Can the DVLA ask for a cheque and then refuse a legally valid one?
This is ongoing so consider it for amusement. When you reach 70 years of age you have to have a new driving licence. I recently turned 70. I thought, "They must want a more up to date photo." No photo required but if you want a new one on your card there is a charge. A straight renewal is free. So that is what I did, straight renewal. Then I lost the new one. Now the fun begins.
After some rigamarole I sent for a paper form. Filled it in, sent it back. It came back. You have missed a tick-box. Made a tick, sent it back. It returned, "You have to pay £20 by cheque or postal order." I don't have a cheque book and my nearest Co-op Bank branch is 40 miles away in Cardiff. So I've asked Suport for a cheque book but had no answer so far. (Takes 5 working days. It's more efficient that way.)
Then I remembered the story of the farmer who, exasperated with his bank, wrote them a cheque on the side of a cow. It was quite difficult to put the cow through the computer. There is still no legal requirement to write a cheque on a pre-printed form supplied by the bank. That is merely a convenience for the bank's client. So I got a blank piece of A4, tore off the bottom third (see how considerate I am!) and duly-hand wrote a cheque.
I drew two parallel lines across the top left-hand corner so that it can _only be paid into the bank account of the payee.
I wrote today's date, the name of the payee DVLA, the amount in words TWENTY POUNDS ONLY and numbers £20.00. I wrote the Bank Name, Sort Code and Account Number on the cheque also. then signed the cheque with my name. All this is legally required.
Then I posted it off. So I mentioned all this to my neighbour and it turns out that his grandson's job is to issue Driver Licences from the DVLA. So his mother called him. Alas, he said he'd had such things before and he was always told - by his supervisor - to return a plain paper, hand written cheque.

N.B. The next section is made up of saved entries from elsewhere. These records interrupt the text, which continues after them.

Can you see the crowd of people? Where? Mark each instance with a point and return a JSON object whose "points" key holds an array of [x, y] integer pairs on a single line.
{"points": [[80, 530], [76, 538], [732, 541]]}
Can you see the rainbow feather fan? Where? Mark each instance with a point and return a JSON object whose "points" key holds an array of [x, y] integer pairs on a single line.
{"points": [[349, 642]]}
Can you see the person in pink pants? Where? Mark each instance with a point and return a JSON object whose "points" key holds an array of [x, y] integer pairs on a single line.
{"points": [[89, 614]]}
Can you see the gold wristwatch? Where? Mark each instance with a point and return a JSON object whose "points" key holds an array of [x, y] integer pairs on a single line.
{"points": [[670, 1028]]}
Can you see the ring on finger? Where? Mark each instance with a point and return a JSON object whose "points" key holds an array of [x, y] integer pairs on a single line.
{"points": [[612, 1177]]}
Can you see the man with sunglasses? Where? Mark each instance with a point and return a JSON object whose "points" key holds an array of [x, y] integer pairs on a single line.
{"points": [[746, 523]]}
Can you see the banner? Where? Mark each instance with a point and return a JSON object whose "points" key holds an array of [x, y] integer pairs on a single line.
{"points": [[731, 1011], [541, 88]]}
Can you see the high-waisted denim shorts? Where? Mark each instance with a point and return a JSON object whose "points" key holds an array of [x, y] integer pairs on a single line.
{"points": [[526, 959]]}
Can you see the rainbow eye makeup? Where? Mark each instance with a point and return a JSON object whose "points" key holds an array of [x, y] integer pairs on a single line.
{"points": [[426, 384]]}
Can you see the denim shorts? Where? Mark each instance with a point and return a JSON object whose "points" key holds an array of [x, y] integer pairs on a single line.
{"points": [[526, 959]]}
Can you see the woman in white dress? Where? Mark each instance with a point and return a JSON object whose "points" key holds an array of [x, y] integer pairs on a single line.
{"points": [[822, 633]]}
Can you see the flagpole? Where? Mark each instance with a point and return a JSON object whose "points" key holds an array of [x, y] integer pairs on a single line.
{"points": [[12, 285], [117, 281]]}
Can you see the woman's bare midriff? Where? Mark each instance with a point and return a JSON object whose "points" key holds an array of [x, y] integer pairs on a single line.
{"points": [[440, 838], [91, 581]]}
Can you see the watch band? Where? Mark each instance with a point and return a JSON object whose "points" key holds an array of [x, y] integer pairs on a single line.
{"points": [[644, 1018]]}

I suppose I could send a postal order but there is a 12.5% charge on POs from about £10 - £200. So that would cost me £2.50 more and I resent it. So my amusement is. They asked for a cheque, they got one, they might now refuse it. Can they do that. I suppose they can but it leaves me without a driving licence. So should I just keeping sending the cheque back and forth and if I get stopped by the police simply say, "My license is in the post!"